The individual therapeutic protocol for each patient should be created only through appropriately weighing the advantages and disadvantages of different surgical sequences, then make the selection of either one-stage or two-stage surgery manner and which side is the first for surgery. The essential principle is which manner can provide the optimal effects of thoroughly eliminating the tumor cells as early as possible. One-stage bilateral surgery may be the effective therapeutic method for BSSRCC based on the criteria in case of physical status of the patient allowed. However, the elderly patients or those with vital organ dysfunction owing to complicated status of operation either in one or two sides is better to take staged surgery after 1–2 months of the first-stage surgery done. The initial operation on one side is a pivotal procedure in staged surgery. We should focus on the high risk tumor of BSSRCC following the above criteria. But it is not always the case. Maximal preservation of renal function should be taken into account at the same time, especially in the case of NSS with contralateral RN. Consequently, we describe the therapeutic methods in combination of renal function preservation and tumor removal in making our surgical criteria.

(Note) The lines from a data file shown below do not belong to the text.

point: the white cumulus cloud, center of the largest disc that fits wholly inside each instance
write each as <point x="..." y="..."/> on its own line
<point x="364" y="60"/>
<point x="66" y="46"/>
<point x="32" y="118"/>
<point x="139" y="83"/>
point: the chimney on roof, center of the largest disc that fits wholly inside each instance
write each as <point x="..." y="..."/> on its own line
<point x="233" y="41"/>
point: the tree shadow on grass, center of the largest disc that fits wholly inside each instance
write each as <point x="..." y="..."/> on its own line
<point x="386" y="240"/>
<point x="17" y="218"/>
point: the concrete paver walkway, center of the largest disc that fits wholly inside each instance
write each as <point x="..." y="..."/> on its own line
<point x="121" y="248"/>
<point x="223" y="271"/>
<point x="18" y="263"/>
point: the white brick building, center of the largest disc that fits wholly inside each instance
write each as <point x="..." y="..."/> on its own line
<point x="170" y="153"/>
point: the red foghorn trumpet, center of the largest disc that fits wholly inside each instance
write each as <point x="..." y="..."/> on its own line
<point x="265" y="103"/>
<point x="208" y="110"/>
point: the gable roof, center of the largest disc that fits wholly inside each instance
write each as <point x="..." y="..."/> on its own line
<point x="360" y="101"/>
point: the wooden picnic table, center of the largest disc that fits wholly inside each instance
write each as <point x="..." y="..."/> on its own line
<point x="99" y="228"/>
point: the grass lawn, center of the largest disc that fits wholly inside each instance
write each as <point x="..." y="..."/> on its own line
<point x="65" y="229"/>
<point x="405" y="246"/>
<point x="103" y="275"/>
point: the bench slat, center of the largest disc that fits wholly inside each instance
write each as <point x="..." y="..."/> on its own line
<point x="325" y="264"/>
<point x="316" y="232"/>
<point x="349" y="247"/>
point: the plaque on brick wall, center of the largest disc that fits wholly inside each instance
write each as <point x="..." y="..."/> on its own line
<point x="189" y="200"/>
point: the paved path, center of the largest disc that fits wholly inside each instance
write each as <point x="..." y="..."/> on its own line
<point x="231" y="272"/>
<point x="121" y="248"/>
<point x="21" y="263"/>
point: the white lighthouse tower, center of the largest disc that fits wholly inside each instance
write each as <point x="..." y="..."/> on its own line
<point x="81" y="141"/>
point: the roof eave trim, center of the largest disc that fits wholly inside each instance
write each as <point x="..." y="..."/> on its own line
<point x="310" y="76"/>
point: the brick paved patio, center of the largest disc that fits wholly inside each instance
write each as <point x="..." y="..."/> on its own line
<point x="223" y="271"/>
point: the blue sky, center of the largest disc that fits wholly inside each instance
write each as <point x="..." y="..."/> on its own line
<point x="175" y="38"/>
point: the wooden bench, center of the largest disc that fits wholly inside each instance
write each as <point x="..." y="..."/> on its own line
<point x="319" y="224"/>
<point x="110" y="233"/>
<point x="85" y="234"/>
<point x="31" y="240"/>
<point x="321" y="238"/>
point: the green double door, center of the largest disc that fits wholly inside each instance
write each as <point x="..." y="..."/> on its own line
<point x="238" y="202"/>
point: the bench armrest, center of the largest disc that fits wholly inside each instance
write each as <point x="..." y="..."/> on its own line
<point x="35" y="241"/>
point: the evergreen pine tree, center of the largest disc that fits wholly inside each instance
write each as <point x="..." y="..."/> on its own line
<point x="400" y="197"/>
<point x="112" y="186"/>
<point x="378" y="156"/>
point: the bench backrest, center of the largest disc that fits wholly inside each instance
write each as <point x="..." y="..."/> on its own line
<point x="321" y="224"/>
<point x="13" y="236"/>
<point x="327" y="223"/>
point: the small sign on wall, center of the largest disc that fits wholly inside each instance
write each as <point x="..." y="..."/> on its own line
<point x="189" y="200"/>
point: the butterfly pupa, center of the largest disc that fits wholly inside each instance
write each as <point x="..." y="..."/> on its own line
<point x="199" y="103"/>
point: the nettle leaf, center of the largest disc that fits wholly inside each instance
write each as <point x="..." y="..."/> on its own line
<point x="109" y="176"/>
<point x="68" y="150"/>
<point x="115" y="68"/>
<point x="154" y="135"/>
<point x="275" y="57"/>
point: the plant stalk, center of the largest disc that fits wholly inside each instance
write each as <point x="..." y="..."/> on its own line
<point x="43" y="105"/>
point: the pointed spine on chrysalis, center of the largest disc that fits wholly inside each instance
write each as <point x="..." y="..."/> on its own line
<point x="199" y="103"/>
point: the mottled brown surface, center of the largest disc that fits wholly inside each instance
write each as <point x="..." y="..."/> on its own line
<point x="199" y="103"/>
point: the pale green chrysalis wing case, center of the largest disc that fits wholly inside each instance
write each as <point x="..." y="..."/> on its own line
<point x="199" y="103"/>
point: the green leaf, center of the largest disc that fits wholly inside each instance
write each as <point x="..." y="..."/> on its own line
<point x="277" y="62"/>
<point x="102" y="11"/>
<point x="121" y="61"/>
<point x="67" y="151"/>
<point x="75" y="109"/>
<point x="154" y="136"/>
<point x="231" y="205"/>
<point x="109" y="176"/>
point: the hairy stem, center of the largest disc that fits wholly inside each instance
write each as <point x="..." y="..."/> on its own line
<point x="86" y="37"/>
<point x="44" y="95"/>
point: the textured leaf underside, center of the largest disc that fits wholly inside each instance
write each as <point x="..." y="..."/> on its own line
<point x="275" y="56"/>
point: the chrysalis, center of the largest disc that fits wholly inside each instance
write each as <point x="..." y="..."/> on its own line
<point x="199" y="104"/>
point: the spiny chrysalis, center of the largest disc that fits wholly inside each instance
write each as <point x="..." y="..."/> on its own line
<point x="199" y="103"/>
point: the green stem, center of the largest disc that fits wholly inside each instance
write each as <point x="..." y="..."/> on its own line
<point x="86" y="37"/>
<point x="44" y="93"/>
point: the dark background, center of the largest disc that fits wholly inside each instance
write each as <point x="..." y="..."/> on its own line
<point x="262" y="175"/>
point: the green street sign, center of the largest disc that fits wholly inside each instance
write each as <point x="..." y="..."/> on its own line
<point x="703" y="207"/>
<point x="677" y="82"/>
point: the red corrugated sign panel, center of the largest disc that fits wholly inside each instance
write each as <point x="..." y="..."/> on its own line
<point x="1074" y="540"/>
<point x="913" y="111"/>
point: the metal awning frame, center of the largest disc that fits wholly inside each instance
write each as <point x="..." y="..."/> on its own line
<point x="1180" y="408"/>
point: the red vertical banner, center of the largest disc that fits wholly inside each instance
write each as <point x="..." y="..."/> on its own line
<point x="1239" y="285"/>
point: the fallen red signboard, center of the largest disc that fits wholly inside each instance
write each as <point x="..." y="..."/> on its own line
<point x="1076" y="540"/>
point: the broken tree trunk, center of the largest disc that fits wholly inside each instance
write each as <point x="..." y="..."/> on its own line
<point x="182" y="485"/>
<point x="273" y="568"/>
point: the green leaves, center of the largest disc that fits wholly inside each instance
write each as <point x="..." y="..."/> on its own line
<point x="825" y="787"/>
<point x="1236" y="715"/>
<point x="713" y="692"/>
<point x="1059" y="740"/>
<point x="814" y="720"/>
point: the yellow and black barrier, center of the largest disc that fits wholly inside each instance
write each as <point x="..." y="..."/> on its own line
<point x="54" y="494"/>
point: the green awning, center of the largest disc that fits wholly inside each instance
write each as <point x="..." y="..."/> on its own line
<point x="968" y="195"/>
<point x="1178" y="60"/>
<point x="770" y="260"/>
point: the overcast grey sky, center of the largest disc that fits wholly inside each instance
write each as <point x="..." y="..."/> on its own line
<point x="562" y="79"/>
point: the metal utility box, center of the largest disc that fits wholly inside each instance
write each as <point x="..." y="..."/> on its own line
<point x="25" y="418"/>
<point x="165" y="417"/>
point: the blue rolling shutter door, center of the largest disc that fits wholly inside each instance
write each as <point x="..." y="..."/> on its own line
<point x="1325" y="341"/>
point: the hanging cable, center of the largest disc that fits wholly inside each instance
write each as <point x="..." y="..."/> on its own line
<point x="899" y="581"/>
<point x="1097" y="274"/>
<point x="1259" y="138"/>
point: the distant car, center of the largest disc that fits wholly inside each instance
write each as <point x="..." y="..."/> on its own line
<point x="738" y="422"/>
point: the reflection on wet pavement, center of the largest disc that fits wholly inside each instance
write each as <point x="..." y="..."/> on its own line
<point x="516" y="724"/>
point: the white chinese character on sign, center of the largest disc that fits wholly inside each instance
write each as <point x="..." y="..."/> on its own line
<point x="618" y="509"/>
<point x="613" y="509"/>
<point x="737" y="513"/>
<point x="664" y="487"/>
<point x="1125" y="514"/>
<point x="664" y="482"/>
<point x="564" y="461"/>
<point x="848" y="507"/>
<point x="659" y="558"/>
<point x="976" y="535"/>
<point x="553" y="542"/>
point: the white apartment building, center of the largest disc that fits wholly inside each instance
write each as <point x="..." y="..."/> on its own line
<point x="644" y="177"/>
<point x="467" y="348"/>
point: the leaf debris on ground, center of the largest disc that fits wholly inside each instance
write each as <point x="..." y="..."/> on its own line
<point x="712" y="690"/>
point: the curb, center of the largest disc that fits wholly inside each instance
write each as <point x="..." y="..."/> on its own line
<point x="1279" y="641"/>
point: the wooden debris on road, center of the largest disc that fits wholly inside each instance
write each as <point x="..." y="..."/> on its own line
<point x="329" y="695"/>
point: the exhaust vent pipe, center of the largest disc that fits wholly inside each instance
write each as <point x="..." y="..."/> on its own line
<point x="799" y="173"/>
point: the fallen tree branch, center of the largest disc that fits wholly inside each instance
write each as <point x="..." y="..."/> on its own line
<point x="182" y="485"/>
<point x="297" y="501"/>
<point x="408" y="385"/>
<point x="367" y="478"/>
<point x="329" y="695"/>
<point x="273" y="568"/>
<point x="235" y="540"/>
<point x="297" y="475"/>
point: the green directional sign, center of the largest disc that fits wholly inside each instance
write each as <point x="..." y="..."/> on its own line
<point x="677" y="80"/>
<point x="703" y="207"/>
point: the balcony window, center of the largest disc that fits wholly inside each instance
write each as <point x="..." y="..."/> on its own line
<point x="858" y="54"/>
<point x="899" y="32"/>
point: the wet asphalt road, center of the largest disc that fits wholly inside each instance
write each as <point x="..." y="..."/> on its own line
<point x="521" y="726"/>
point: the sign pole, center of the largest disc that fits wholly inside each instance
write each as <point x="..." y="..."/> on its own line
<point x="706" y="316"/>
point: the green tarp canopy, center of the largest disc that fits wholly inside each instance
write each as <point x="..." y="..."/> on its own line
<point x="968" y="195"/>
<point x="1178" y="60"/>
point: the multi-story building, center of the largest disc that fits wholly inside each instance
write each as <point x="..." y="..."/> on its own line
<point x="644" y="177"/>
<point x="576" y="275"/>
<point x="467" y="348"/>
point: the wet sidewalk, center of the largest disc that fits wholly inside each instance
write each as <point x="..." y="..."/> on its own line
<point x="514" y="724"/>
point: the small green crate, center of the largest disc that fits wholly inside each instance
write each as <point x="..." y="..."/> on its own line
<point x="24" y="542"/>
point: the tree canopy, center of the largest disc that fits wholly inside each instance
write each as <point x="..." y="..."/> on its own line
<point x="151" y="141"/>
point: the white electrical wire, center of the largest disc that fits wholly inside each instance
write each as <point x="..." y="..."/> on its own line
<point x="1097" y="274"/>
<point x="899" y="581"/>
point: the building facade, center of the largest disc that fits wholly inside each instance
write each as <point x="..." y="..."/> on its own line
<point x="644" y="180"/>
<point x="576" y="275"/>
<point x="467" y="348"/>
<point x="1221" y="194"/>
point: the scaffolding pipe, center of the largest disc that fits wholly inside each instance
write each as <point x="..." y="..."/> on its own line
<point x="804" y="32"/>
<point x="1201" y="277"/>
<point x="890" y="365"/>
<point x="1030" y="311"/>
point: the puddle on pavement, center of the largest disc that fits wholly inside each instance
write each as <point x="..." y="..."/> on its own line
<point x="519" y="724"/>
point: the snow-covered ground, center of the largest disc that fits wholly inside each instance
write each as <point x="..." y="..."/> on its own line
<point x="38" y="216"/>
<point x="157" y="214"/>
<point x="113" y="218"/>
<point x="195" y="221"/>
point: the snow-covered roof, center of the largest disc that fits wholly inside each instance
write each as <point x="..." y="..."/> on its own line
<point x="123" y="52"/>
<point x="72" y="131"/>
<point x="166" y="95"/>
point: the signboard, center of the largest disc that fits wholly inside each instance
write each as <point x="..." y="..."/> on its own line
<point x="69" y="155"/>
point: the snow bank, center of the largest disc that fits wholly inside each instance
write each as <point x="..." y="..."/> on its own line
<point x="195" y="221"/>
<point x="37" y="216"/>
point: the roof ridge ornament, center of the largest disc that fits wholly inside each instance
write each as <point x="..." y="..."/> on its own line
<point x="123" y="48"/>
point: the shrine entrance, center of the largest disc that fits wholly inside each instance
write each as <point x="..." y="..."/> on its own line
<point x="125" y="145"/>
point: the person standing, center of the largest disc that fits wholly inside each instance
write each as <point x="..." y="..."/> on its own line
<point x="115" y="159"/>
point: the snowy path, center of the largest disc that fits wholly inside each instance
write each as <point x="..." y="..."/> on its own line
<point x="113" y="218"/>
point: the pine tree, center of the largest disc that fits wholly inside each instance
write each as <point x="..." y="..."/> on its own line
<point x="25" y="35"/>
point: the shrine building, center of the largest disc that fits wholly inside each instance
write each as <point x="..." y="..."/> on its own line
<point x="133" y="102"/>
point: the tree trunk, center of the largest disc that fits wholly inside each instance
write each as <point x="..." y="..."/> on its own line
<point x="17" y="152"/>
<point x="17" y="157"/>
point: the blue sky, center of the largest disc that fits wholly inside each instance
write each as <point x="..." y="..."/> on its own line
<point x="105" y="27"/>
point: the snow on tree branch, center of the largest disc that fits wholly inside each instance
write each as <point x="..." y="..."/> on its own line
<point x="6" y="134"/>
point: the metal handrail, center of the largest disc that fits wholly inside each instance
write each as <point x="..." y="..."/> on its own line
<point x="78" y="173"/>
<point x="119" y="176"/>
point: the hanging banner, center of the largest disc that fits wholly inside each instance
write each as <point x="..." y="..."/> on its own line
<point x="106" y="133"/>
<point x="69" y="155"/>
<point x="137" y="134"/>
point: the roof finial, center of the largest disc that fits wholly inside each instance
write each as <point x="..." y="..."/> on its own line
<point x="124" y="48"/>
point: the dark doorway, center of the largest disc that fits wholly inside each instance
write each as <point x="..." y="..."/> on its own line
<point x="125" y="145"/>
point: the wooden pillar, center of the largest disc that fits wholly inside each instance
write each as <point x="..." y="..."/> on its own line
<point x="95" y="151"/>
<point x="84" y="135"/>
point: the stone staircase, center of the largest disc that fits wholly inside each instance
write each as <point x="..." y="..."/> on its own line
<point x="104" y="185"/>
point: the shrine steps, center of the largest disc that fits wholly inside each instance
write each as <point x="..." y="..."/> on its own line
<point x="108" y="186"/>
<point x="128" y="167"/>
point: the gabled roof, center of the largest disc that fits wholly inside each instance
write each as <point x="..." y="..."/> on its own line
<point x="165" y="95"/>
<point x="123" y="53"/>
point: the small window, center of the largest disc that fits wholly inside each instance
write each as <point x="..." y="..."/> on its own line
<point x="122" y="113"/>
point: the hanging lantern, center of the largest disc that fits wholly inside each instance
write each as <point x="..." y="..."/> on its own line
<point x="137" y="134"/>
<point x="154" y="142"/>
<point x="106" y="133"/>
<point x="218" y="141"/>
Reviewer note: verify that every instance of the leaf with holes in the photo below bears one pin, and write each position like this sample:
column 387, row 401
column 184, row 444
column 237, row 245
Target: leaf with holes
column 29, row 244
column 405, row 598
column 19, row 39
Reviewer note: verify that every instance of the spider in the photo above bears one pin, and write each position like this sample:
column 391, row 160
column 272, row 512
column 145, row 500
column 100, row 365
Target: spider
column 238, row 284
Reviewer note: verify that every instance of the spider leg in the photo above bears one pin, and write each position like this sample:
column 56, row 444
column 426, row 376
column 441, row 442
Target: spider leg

In summary, both preservation of the renal parenchyma and tumor eradication should be considered simultaneously in management of BSSRCC. Before formulating an individual therapeutic regime, the patient’s performance status, tumor size, and location should be evaluated carefully [12] according to the ZS score. The renal parenchyma should be preserved as much as possible during the operation to prevent hemodialysis postoperatively, but complete tumor removal is the most important target for the treatment of patient.

Our newly established surgical criteria for BSSRCC, using our novel and simple score system, have demonstrated encouraging and satisfactory outcomes (Fig. 8). It is feasible and safe in clinical application. Since BSSRCC is a rare disease [13, 14], the longer follow- up period, more patient enrolment, and novel anatomic classification systems [15] are needed to further investigate the beneficial effects of different surgical approaches for the patients.

Fig. 8
figure 8

One year after bilateral NSS with normal renal function and no tumor recurrence could be found

Conclusions

We established our promising surgical criteria for BSSRCC based on the ZS score.

Both preservation of renal parenchyma and tumor eradication should be considered in BSSRCC. Before formulating a therapeutic regime, the patient’s performance status, tumor size, and location should be evaluated. Renal parenchyma should be preserved as much as possible during the operation, but complete tumor removal is more important.

Longer follow-up and more patients enrolment are required.